Londres proclame des sanctions contre quatre responsables sécuritaires du Zimbabwe

Le Royaume-Uni a imposé des interdictions de voyage, des gels d’avoirs et d’autres sanctions économiques à quatre chefs de la sécurité du Zimbabwe qu’il accuse d’être responsables de graves violations des droits humains.

«Ces sanctions envoient un message clair selon lequel nous tiendrons pour responsables, les coupables des violations les plus flagrantes des droits de l’Homme, y compris la mort de Zimbabwéens innocents», a déclaré Dominic Raab, le ministre britannique des Affaires étrangères, dans un communiqué.

Des sanctions sont imposées au ministre zimbabwéen de la Sécurité de l’Etat, Owen Ncube, au chef des renseignements, Isaac Moyo, au Commissaire général de police, Godwin Matanga et au Commandant de la Garde présidentielle, Anselm Sanyatwe.

Selon Dominic Raab, les quatre dirigeants seraient responsables de la mort de 23 manifestants zimbabwéens depuis 2018.

«Les sanctions signifient que les fonctionnaires ne sont plus en mesure de se rendre librement au Royaume-Uni, de canaliser de l’argent via les banques britanniques ou de tirer profit de notre économie», a déclaré Dominic Raab, ajoutant que les «mesures restrictives ne ciblent ni ne visent à impacter l’économie au sens large et la population du Zimbabwe».

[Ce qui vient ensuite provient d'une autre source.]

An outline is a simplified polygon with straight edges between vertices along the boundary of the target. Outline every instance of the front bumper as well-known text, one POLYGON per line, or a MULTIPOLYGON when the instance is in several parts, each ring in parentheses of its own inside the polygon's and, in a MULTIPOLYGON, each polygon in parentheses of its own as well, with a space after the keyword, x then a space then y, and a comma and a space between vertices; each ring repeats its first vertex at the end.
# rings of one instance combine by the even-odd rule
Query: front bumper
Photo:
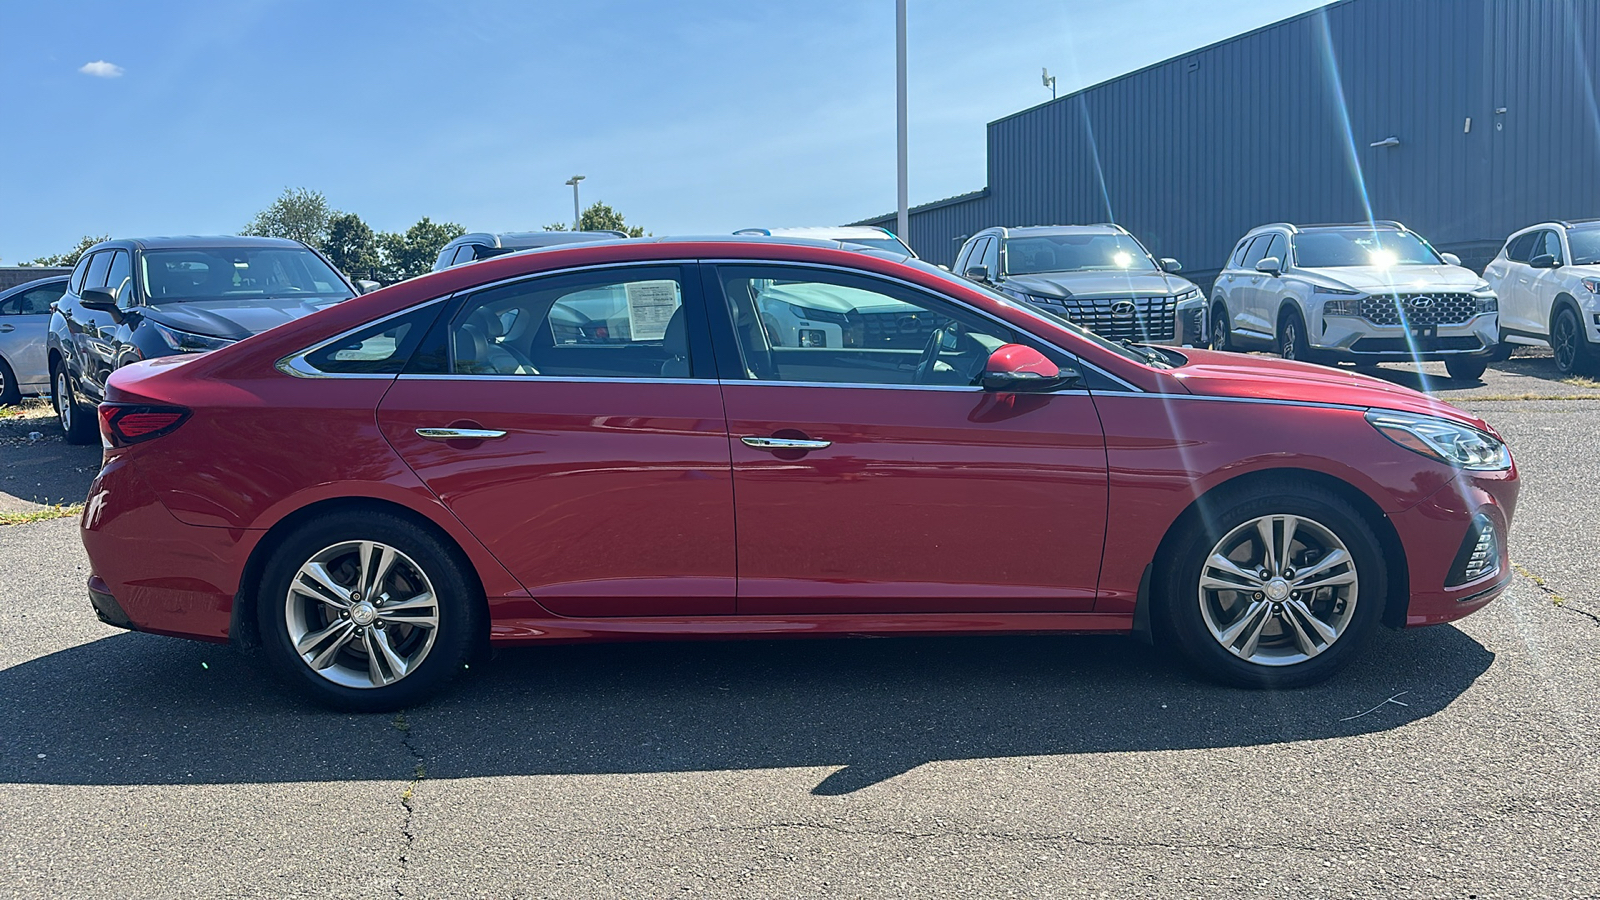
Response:
POLYGON ((1517 491, 1515 465, 1505 472, 1463 472, 1416 506, 1390 515, 1405 548, 1411 588, 1405 615, 1396 616, 1393 624, 1412 628, 1454 621, 1505 591, 1511 581, 1506 548, 1517 491), (1487 518, 1498 532, 1495 566, 1471 581, 1453 584, 1452 570, 1478 516, 1487 518))
POLYGON ((1311 346, 1347 362, 1401 360, 1437 361, 1487 356, 1500 342, 1494 313, 1451 325, 1412 330, 1403 325, 1374 325, 1353 316, 1323 316, 1311 326, 1311 346))

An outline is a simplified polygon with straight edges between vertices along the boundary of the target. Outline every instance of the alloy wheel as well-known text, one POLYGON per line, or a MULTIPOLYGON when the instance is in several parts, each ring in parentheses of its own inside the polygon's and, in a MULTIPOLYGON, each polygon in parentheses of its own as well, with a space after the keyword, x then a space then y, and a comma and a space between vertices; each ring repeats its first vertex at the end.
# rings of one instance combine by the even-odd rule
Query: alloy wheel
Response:
POLYGON ((1556 368, 1571 372, 1578 361, 1578 329, 1571 313, 1562 310, 1556 316, 1556 327, 1550 336, 1551 349, 1555 351, 1556 368))
POLYGON ((72 431, 72 385, 67 381, 65 366, 56 370, 56 415, 61 418, 61 430, 72 431))
POLYGON ((1215 316, 1211 322, 1211 349, 1225 350, 1228 347, 1228 323, 1221 316, 1215 316))
POLYGON ((1296 331, 1294 319, 1283 323, 1283 337, 1278 339, 1278 355, 1284 359, 1295 358, 1295 347, 1300 343, 1300 335, 1296 331))
POLYGON ((411 557, 377 541, 345 541, 302 565, 284 618, 294 652, 349 688, 379 688, 415 671, 433 649, 439 600, 411 557))
POLYGON ((1290 666, 1345 633, 1359 585, 1350 549, 1326 526, 1304 516, 1260 516, 1212 548, 1200 569, 1200 615, 1239 659, 1290 666))

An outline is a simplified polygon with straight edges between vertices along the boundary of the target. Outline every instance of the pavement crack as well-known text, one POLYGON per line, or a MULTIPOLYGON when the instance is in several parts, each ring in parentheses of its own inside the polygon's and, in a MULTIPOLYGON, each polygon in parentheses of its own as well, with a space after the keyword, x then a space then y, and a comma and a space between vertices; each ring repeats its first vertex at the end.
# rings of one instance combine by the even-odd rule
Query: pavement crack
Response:
POLYGON ((400 732, 400 745, 411 755, 411 761, 414 765, 411 781, 406 784, 406 789, 400 794, 400 806, 405 810, 405 817, 400 823, 400 855, 396 859, 399 864, 399 872, 395 875, 394 895, 403 898, 406 895, 406 875, 411 868, 411 851, 417 843, 415 830, 417 785, 422 783, 422 779, 428 777, 428 768, 422 751, 411 743, 411 723, 406 720, 405 713, 395 715, 394 728, 400 732))
POLYGON ((1567 612, 1574 613, 1576 615, 1583 616, 1584 618, 1593 622, 1596 626, 1600 626, 1600 614, 1590 612, 1589 610, 1584 609, 1582 606, 1573 603, 1570 599, 1561 596, 1556 592, 1555 588, 1552 588, 1544 580, 1542 576, 1536 574, 1527 566, 1523 565, 1522 563, 1514 562, 1511 564, 1511 568, 1515 569, 1518 575, 1521 575, 1523 578, 1526 578, 1529 582, 1531 582, 1534 587, 1538 588, 1540 591, 1543 591, 1544 595, 1550 598, 1550 603, 1552 606, 1555 606, 1558 609, 1564 609, 1567 612))

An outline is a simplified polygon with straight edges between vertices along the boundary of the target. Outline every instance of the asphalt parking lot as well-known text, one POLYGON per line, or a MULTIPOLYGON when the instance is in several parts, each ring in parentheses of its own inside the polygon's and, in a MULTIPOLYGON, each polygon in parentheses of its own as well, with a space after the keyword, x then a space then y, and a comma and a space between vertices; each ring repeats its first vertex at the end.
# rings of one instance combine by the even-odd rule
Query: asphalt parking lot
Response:
MULTIPOLYGON (((0 528, 0 894, 1600 896, 1600 384, 1424 368, 1511 442, 1519 574, 1292 693, 1122 638, 745 641, 338 715, 99 624, 74 520, 0 528)), ((0 512, 93 476, 40 423, 0 418, 0 512)))

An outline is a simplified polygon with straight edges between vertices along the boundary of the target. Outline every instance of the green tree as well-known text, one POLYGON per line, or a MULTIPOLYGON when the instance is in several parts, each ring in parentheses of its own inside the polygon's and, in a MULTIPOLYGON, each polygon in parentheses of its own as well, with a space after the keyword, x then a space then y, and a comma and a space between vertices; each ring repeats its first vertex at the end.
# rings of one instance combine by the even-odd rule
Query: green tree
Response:
POLYGON ((444 245, 466 234, 454 222, 434 222, 423 216, 404 234, 378 233, 378 255, 382 260, 378 280, 386 284, 415 278, 433 270, 434 260, 444 245))
POLYGON ((284 188, 272 205, 256 213, 240 234, 289 238, 321 247, 334 217, 328 198, 308 188, 284 188))
POLYGON ((22 263, 22 265, 24 265, 24 266, 75 266, 75 265, 78 264, 78 260, 83 258, 84 251, 88 250, 90 247, 93 247, 95 244, 100 243, 101 241, 109 241, 109 240, 111 240, 111 235, 109 235, 109 234, 102 234, 99 237, 94 237, 93 235, 87 235, 86 234, 86 235, 83 236, 83 240, 78 241, 78 246, 72 248, 71 250, 68 250, 66 253, 57 253, 55 256, 41 256, 38 259, 33 260, 32 262, 22 263))
POLYGON ((565 222, 551 222, 549 225, 546 225, 544 227, 544 230, 545 231, 566 231, 567 230, 567 223, 565 223, 565 222))
POLYGON ((328 237, 322 243, 322 252, 351 278, 370 278, 383 265, 378 255, 378 236, 355 213, 335 213, 328 220, 328 237))
POLYGON ((620 231, 628 237, 644 237, 643 228, 629 228, 628 223, 622 220, 622 213, 599 202, 584 210, 583 215, 578 217, 578 230, 620 231))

«Ces personnes seraient responsables des pires violations des droits de l’Homme contre le peuple du Zimbabwe depuis que le président Emmerson Mnangagwa a pris le pouvoir en novembre 2017, notamment une répression parrainée par l’Etat contre les manifestations en janvier 2019 qui a entraîné la mort de 17 Zimbabwéens et des violences postélectorales en août 2018, au cours desquelles six manifestants ont perdu la vie», a-t-il expliqué.

Fin août 2020, les ambassadeurs de plusieurs pays occidentaux au Zimbabwe, dont les Etats-Unis et le Royaume-Uni, ont exprimé leur «vive préoccupation» après une vague de répression ordonnée par le régime, lors d’une manifestation, interdite pour cause de pandémie du coronavirus, dénonçant la corruption et la crise catastrophique que traverse le pays.

Parmi eux figurent le vice-président du principal parti d’opposition du pays, le Mouvement pour un changement démocratique (MDC), Job Sikhala, le chef du petit parti ‘Transformer le Zimbabwe’, Jacob Ngarivhume, ou le journaliste et lanceur d’alerte Hopewell Chin’ono.